Jacob and his twin brother, Esau, are featured in one of the most intriguing passages in the Bible: “Jacob I have loved; but Esau I have hated” (Malachi 1:2-3). Why would God love the deceiver Jacob in such a way? And what was there about Esau that the Lord hated?

Of course, today’s politically correct view of God is that He couldn’t possibly “hate” anyone. He’s a God of “unconditional love,” isn’t He? That is a deep subject indeed, but it’s not the focus of this article. Instead, I want to examine a central differences between Jacob and his brother Esau: deferred gratification.

You see, Esau was technically the older of the twins, so he had a legal right to a double portion of their father’s inheritance. But, in an impulsive moment, he sold his birthright to his brother Jacob for a bowl of soup (Genesis 25:29-34).

We can learn a lot from Jacob and Esau about the choices we make. Jacob was far from perfect, but he passionately pursued his inheritance and ended up valuing the things God valued. He was willing to persist in wrestling with God all night if that’s what it took to receive the blessing (Genesis 32:24-31).
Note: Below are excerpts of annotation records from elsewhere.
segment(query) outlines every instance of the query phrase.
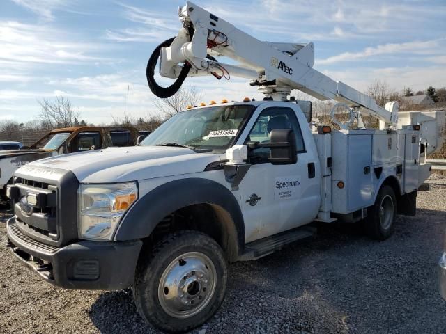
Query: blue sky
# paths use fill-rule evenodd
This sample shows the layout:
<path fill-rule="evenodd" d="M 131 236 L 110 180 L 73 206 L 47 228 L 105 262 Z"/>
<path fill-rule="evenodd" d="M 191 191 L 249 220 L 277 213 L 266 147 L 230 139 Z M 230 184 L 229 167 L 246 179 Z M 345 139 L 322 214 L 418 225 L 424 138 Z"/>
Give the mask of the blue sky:
<path fill-rule="evenodd" d="M 256 38 L 315 44 L 314 67 L 360 90 L 446 86 L 446 1 L 196 0 Z M 145 78 L 154 47 L 174 36 L 185 1 L 1 0 L 0 120 L 36 118 L 63 95 L 82 118 L 108 123 L 127 108 L 158 113 Z M 259 97 L 243 79 L 187 79 L 206 100 Z"/>

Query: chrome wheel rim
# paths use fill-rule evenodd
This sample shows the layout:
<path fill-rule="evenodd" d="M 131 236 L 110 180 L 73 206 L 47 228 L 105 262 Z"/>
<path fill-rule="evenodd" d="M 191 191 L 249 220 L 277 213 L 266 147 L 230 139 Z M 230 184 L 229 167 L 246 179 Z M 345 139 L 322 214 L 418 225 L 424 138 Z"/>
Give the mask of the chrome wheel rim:
<path fill-rule="evenodd" d="M 386 195 L 381 200 L 379 207 L 379 221 L 384 230 L 387 230 L 392 225 L 394 214 L 393 199 L 390 195 Z"/>
<path fill-rule="evenodd" d="M 217 283 L 215 266 L 206 255 L 189 252 L 174 260 L 158 285 L 161 307 L 178 319 L 193 317 L 210 301 Z"/>

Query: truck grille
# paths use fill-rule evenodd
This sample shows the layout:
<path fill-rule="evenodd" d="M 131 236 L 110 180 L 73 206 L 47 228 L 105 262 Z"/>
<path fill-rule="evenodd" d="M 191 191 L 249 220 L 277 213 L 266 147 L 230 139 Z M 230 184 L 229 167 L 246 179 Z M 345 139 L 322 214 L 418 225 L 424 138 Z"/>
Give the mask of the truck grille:
<path fill-rule="evenodd" d="M 38 237 L 43 239 L 57 240 L 57 186 L 32 180 L 16 177 L 14 185 L 20 191 L 20 199 L 15 205 L 15 212 L 18 228 L 31 238 Z M 42 203 L 31 206 L 27 202 L 28 194 L 36 194 L 42 199 Z"/>
<path fill-rule="evenodd" d="M 29 237 L 23 233 L 23 232 L 22 232 L 17 224 L 11 225 L 11 226 L 10 227 L 10 230 L 17 239 L 31 248 L 38 249 L 40 250 L 43 250 L 44 252 L 49 253 L 56 253 L 59 249 L 58 248 L 53 246 L 42 244 L 41 242 L 31 239 Z"/>

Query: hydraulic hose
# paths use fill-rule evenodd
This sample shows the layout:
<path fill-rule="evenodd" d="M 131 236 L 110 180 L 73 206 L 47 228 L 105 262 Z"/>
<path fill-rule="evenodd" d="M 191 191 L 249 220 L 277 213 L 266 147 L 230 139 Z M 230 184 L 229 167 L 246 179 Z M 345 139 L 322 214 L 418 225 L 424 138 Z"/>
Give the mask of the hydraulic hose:
<path fill-rule="evenodd" d="M 185 63 L 183 68 L 181 69 L 181 72 L 180 72 L 180 75 L 176 79 L 175 82 L 172 84 L 169 87 L 162 87 L 158 85 L 157 82 L 155 81 L 155 67 L 156 67 L 156 63 L 158 61 L 158 58 L 160 57 L 160 54 L 161 53 L 161 48 L 169 47 L 174 38 L 169 38 L 169 40 L 164 40 L 160 45 L 156 47 L 151 58 L 148 58 L 148 62 L 147 63 L 147 69 L 146 70 L 146 76 L 147 77 L 147 84 L 148 84 L 148 88 L 151 89 L 152 93 L 155 94 L 158 97 L 161 97 L 162 99 L 165 99 L 167 97 L 170 97 L 174 95 L 176 92 L 178 91 L 183 82 L 187 77 L 189 74 L 189 70 L 190 70 L 191 65 L 189 63 Z"/>

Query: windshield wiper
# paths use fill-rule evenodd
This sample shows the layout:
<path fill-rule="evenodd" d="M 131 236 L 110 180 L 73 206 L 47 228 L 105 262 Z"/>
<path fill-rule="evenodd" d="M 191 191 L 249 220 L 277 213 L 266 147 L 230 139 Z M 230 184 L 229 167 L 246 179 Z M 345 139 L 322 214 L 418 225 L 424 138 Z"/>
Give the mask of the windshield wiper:
<path fill-rule="evenodd" d="M 190 150 L 192 150 L 193 151 L 195 150 L 195 148 L 194 146 L 191 146 L 190 145 L 178 144 L 178 143 L 162 143 L 160 144 L 156 144 L 156 146 L 173 146 L 173 147 L 175 147 L 175 148 L 190 148 Z"/>
<path fill-rule="evenodd" d="M 160 144 L 156 144 L 156 146 L 173 146 L 175 148 L 189 148 L 194 152 L 199 153 L 206 153 L 213 150 L 212 148 L 200 148 L 187 144 L 178 144 L 178 143 L 162 143 Z"/>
Esau, in contrast, was only concerned about satisfying his immediate desires and needs. He could care less about the long-term consequences of his choices. Like so many today, he “lived for the moment” and hoped to clean up the mess later.

As a nation, we face this same crossroads. Will we choose the path of Jacob or the path of Esau? When we select our political leaders, the choice should NOT be who will give us the best life in 2013. No, the real issue, if we are wise, must be a long-term perspective: Who will set us on the path to a better country 20 or 30 years from now? What policies will lead to a better life for our children and grandchildren?

Many voters are concluding that they made an impulsive decision four years ago. It felt good at the time, yet now they are feeling regret. Esau felt this way too, and he wasn’t allowed to reverse his downward course (Hebrews 12:14-17).

However, by God’s grace, America gets to choose again. Which candidate and philosophy will pave the way to a better nation decades from now?

The choice is yours. The choice is mine. The choice is our nation’s. The consequences will be profound.